The warning comes as Google’s G Suite for Education faces allegations the “free” software tracks students inside and outside of school and collects the data for unknown purposes.

New Mexico Attorney General Hector Balderas filed the latest lawsuit against the company in February, when he alleged the data collection violates the Children’s Online Privacy Protection Act and other state statutes.

“While purporting to offer only educational services, Google instead has stripped children and parents of autonomy and control of their most sensitive personal information, forcing children to acquiesce to constant monitoring, in perpetuity, in exchange for their education,” Balderas wrote in the lawsuit.

In a letter to Alphabet and Google CEO Sundar Pichai Balderas explained that his investigation “revealed that Google tracks children across the internet, across devices, in their homes, and well outside the educational sphere, all without obtaining verifiable parental consent.”

“Google has used this access to collect massive quantities of data from young children not to benefit the schools you have contracted with, but to benefit Google’s own commercial interests,” he wrote.

Google denies the claims, but agreed to a $170 million settlement with the FTC and the state of New York last September for collecting data on children through YouTube, Recode reports.

Parents and privacy advocates are also concerned about products offered to schools by Apple and Microsoft, according to the site.

Beyond the privacy concerns, “the Federal Bureau of Investigation has warned that ‘[m]alicious use of [student] data could result in social engineering, bullying, tracking, identity theft, or other means for targeting children,’” the senators wrote to DeVos and the FTC this week.

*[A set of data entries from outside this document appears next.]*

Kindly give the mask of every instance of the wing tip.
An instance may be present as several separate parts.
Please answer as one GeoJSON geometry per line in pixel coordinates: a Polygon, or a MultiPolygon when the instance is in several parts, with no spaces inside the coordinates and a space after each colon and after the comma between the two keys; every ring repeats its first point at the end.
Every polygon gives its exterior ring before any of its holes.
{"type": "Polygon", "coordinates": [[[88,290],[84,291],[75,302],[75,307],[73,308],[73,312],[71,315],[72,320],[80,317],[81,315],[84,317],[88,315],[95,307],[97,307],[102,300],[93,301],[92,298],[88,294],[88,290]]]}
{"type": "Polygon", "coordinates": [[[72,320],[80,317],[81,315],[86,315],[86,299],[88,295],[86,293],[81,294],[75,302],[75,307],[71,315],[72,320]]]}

The lawmakers urged officials to consider several proposals to include in guidance to schools:

* Ed tech services should communicate their privacy policies to users conspicuously and in easily accessible fashion;

* Ed tech services’ notice of their data collection and processing practices must be written in plain language so that it is easily understood by students, parents, and educators;

* Ed tech services should not weaken privacy safeguards when users access their tools at home, rather than in classroom settings; and

* Ed tech services that, as a matter of policy or compliance with state or federal law, do not sell or otherwise monetize student data when those services are used in the classroom should apply those same policies when users access their services for at-home learning.

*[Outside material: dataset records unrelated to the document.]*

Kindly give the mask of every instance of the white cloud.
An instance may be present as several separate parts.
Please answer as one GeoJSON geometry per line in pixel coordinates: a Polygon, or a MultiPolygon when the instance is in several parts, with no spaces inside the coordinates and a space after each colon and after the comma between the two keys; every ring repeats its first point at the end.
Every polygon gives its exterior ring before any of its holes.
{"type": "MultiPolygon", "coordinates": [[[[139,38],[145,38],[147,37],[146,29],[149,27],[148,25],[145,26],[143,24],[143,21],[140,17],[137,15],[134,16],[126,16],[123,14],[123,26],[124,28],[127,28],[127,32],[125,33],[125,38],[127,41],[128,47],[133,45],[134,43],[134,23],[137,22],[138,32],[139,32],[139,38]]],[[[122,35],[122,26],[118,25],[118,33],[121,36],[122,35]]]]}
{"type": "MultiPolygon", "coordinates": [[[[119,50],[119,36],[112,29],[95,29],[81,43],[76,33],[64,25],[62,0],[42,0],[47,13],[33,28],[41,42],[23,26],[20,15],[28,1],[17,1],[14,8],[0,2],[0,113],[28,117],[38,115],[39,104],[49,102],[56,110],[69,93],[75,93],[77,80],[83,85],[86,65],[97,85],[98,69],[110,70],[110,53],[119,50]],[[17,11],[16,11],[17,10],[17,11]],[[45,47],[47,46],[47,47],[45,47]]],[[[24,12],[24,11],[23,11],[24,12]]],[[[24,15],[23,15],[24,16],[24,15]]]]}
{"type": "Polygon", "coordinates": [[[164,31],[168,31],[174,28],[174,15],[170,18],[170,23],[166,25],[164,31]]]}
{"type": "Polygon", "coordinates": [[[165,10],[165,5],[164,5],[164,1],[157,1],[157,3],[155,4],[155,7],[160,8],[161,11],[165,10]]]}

They also suggested officials include specific guidance for parents:

  • Encourage parents to be aware of ed tech services that may provide different versions of their service and different educational opportunities depending on whether a user grants permission for data collection and sharing;
  • Encourage parents to take note of whether ed tech services indicate and demonstrate that they employ strong data security practices;
  • Encourage parents to communicate with their child’s school if they perceive that the ed tech service their child is using appears to pose privacy or security risks; and
  • Warn parents about the risks that malicious access to student data can pose to their children, including risks of identity theft and invasive tracking.